4.5You are an amazing teacher!!

2020年7月23日
PCから投稿
鑑賞方法:CS/BS/ケーブル

 1992年のロス暴動の映像。そして人種統合プログラムにより学区内でも優秀だったウィルソン高校の生徒が75%いなくなり、校内は荒れ果てる一方。リトル・ギャングスターとでも言うべき人種によるグループが勢力争いをする様子にびっくり。生徒たちは家に帰れば、いつギャングに襲われるかわからない。毎日が生きる闘いをしているという暴力の渦の中に生活していた。

 現在の人種差別地域もそうなんだろうけど、教育現場でその荒廃ぶりを目の当たりにした新米教師エリン・グルーウェル。やる気満々で教壇に立つも、生徒たちの酷さに呆れかえるばかりだった。しかし、現状を把握し、生徒たちに日記を書かせることから始めて、やがては生徒自身が各々ヒーローなんだと自覚させるに至る。

 「ホロコーストを知ってる人は手を挙げて」。
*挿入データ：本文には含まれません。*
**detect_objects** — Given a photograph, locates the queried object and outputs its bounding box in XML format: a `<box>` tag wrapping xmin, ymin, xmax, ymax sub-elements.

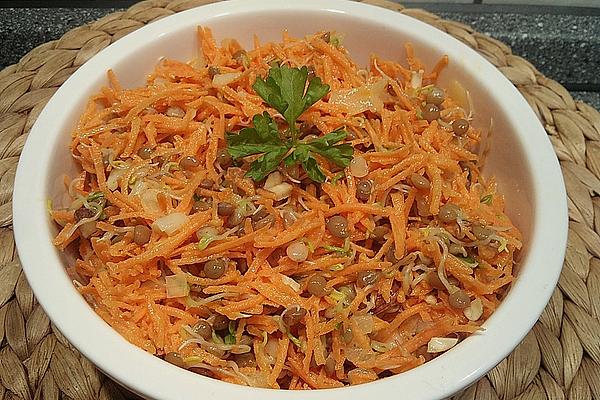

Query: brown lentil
<box><xmin>192</xmin><ymin>199</ymin><xmax>211</xmax><ymax>214</ymax></box>
<box><xmin>410</xmin><ymin>174</ymin><xmax>431</xmax><ymax>190</ymax></box>
<box><xmin>338</xmin><ymin>285</ymin><xmax>356</xmax><ymax>302</ymax></box>
<box><xmin>425</xmin><ymin>271</ymin><xmax>445</xmax><ymax>290</ymax></box>
<box><xmin>422</xmin><ymin>103</ymin><xmax>440</xmax><ymax>122</ymax></box>
<box><xmin>282</xmin><ymin>304</ymin><xmax>306</xmax><ymax>327</ymax></box>
<box><xmin>192</xmin><ymin>319</ymin><xmax>212</xmax><ymax>340</ymax></box>
<box><xmin>203</xmin><ymin>258</ymin><xmax>227</xmax><ymax>279</ymax></box>
<box><xmin>438</xmin><ymin>203</ymin><xmax>461</xmax><ymax>223</ymax></box>
<box><xmin>227</xmin><ymin>208</ymin><xmax>246</xmax><ymax>228</ymax></box>
<box><xmin>213</xmin><ymin>314</ymin><xmax>229</xmax><ymax>331</ymax></box>
<box><xmin>200</xmin><ymin>179</ymin><xmax>215</xmax><ymax>189</ymax></box>
<box><xmin>356</xmin><ymin>270</ymin><xmax>379</xmax><ymax>287</ymax></box>
<box><xmin>253</xmin><ymin>214</ymin><xmax>275</xmax><ymax>229</ymax></box>
<box><xmin>217</xmin><ymin>201</ymin><xmax>235</xmax><ymax>217</ymax></box>
<box><xmin>425</xmin><ymin>86</ymin><xmax>446</xmax><ymax>106</ymax></box>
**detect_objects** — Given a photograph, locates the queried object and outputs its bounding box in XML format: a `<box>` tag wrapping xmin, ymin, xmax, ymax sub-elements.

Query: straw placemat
<box><xmin>0</xmin><ymin>0</ymin><xmax>600</xmax><ymax>400</ymax></box>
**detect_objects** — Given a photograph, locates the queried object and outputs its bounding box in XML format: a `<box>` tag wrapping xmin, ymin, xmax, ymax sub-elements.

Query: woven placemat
<box><xmin>0</xmin><ymin>0</ymin><xmax>600</xmax><ymax>400</ymax></box>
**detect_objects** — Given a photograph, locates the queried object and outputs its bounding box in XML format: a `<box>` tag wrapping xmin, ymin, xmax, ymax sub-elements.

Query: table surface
<box><xmin>0</xmin><ymin>0</ymin><xmax>600</xmax><ymax>109</ymax></box>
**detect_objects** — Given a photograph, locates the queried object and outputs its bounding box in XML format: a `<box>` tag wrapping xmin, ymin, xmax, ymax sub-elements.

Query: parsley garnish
<box><xmin>226</xmin><ymin>66</ymin><xmax>353</xmax><ymax>183</ymax></box>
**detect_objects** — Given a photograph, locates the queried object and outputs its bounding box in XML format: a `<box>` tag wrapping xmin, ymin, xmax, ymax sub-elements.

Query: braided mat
<box><xmin>0</xmin><ymin>0</ymin><xmax>600</xmax><ymax>400</ymax></box>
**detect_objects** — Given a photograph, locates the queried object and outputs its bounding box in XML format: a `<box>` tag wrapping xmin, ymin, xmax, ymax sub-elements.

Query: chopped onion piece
<box><xmin>152</xmin><ymin>212</ymin><xmax>188</xmax><ymax>236</ymax></box>
<box><xmin>463</xmin><ymin>298</ymin><xmax>483</xmax><ymax>321</ymax></box>
<box><xmin>165</xmin><ymin>274</ymin><xmax>190</xmax><ymax>299</ymax></box>
<box><xmin>427</xmin><ymin>337</ymin><xmax>458</xmax><ymax>353</ymax></box>
<box><xmin>264</xmin><ymin>171</ymin><xmax>283</xmax><ymax>190</ymax></box>
<box><xmin>213</xmin><ymin>72</ymin><xmax>242</xmax><ymax>86</ymax></box>
<box><xmin>139</xmin><ymin>189</ymin><xmax>161</xmax><ymax>213</ymax></box>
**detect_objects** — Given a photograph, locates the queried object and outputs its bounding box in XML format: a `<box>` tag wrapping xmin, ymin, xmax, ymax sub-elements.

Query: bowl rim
<box><xmin>13</xmin><ymin>0</ymin><xmax>568</xmax><ymax>400</ymax></box>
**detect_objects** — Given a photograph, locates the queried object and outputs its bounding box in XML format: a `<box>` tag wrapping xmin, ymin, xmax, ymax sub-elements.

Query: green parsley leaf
<box><xmin>252</xmin><ymin>65</ymin><xmax>329</xmax><ymax>132</ymax></box>
<box><xmin>225</xmin><ymin>66</ymin><xmax>353</xmax><ymax>183</ymax></box>
<box><xmin>331</xmin><ymin>172</ymin><xmax>346</xmax><ymax>185</ymax></box>
<box><xmin>225</xmin><ymin>112</ymin><xmax>284</xmax><ymax>159</ymax></box>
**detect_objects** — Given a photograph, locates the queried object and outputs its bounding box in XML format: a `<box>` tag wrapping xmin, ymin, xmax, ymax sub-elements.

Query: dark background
<box><xmin>0</xmin><ymin>0</ymin><xmax>600</xmax><ymax>108</ymax></box>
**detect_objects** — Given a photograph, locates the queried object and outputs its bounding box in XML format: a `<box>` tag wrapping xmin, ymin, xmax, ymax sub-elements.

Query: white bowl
<box><xmin>13</xmin><ymin>0</ymin><xmax>567</xmax><ymax>400</ymax></box>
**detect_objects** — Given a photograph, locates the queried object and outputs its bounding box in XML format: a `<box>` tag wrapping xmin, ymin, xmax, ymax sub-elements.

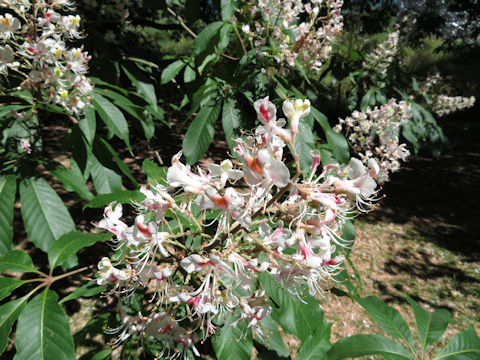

一人だけ浮いてる白人の子が手を挙げる。「じゃ、銃撃に遭ったことのある人は手を挙げて」。その白人の子以外全員が手を挙げる・・・強烈すぎる!ここは戦場か!

 まず、教科書がない!教科主任も校長も予算はないと言い、教育委員会に直訴するも学校が権限を持ってるという。そんな中で、自分でバイトまでして生徒たちのテキストを買う姿。その本でギャングの世界の酷さを知ってもらい、次はエリン自らバイトを増やして寛容博物館へと修学旅行に出かける。次は「アンネの日記」だ。生徒たちも興味津々。徐々にユダヤ人迫害について学ぶようになり、アンネ・フランクを匿ったミープ・ヒース本人に手紙を送ろう!遂には彼女に学校に来てもらい講演してもらおう!凄い・・・ここまで生徒たちの関心を引くとは。

 いやはや、ここまで書いても前半部分だけ。内容は熱血先生にとどまらず、夫スコットと心が離れていく部分もひやひや。そして、元公民権運動活動家だった父もエリンを応援してくれるようになる。

 とにかく泣けるシーンがいっぱい。予備知識を入れないで観るほうがいい。入れるとしたらホロコーストとアンネの日記くらいでいいかと思います。